The Su family - which no Western AF has ever fought for real - is not, in this context, an analog for the Zero, because it is agile, fast and heavily armed. And the F-35 is only an analog for the F4U if it has dominant speed, climb, acceleration and altitude.

OK, says Team F-35, but what about systems and weapons and stealth?

The F-35 (they say) wins at long range with stealth and LPI and in WVR with HOBS, EO-DAS and HMDS.

But it can't do both on the same mission because (unlike F-22. J-20 and T-50) it has no internal HOBS missile. So even if the untested notion of winning in WVR with inferior EM works, the F-35 is still not suited for air-to-air missions. It's a stealth bomber with self-escort, and if its boosters would accept that, I would give them an easier time.

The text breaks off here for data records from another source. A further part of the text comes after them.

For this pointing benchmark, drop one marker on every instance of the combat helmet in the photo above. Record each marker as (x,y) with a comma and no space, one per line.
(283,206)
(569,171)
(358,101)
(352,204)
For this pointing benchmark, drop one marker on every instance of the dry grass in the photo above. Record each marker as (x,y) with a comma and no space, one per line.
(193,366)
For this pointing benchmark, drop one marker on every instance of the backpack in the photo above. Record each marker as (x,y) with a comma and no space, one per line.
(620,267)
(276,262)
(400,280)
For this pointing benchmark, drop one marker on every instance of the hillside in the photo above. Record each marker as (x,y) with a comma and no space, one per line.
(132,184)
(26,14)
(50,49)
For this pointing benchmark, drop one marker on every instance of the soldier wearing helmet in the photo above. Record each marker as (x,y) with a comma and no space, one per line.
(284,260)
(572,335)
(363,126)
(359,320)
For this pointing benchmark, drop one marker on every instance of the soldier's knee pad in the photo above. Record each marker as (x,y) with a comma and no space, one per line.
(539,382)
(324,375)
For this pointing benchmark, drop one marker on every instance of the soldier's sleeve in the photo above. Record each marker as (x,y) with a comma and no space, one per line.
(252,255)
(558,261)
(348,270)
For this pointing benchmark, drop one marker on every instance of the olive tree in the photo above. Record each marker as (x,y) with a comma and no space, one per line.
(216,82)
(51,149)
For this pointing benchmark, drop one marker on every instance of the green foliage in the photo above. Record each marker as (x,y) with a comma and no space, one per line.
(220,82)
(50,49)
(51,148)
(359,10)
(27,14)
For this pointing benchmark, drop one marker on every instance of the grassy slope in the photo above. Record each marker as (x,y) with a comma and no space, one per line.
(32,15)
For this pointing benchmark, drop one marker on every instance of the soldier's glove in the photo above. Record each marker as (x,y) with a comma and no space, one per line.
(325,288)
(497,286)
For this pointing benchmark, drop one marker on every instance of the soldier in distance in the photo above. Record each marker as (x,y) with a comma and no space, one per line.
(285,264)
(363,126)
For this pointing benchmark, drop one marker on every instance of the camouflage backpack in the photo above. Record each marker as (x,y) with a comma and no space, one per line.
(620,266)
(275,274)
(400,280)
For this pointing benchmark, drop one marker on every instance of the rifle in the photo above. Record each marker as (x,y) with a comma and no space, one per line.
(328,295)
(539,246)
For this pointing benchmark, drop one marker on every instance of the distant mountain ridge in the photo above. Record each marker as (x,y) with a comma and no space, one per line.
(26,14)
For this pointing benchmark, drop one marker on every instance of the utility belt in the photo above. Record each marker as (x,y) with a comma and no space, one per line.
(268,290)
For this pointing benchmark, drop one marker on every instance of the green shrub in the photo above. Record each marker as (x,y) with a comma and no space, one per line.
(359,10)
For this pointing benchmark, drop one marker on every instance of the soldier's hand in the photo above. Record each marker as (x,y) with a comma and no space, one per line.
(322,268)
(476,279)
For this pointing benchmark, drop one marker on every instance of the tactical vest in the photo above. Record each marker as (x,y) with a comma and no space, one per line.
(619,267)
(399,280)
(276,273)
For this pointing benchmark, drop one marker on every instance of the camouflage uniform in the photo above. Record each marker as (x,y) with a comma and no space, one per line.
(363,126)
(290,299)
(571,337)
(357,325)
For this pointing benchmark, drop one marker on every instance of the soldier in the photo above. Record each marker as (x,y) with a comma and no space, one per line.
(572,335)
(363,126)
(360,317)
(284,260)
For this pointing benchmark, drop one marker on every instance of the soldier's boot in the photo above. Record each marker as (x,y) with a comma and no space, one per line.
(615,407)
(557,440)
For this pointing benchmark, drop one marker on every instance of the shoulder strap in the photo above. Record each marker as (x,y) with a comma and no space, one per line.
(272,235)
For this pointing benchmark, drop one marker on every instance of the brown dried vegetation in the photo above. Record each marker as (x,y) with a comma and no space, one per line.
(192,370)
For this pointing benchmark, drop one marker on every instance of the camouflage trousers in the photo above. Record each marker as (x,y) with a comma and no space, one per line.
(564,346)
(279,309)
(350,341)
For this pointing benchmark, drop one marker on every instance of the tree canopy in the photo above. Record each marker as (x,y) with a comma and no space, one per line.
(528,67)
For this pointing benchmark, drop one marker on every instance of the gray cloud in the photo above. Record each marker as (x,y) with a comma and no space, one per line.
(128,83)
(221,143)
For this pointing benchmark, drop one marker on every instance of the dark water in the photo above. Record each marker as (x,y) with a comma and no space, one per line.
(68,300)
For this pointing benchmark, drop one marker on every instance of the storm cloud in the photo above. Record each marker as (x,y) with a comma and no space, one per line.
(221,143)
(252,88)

As for "nobody will do WVR because nobody's done it in XX years": Nope, nobody has because there has not been anything like a peer-to-peer air conflict. In those situations (particularly where only one side has AWACS) engagements are more likely to get decided BVR, and the other side avoids WVR because they don't want to die. So the absence of WVR is situational and not an eternal truth.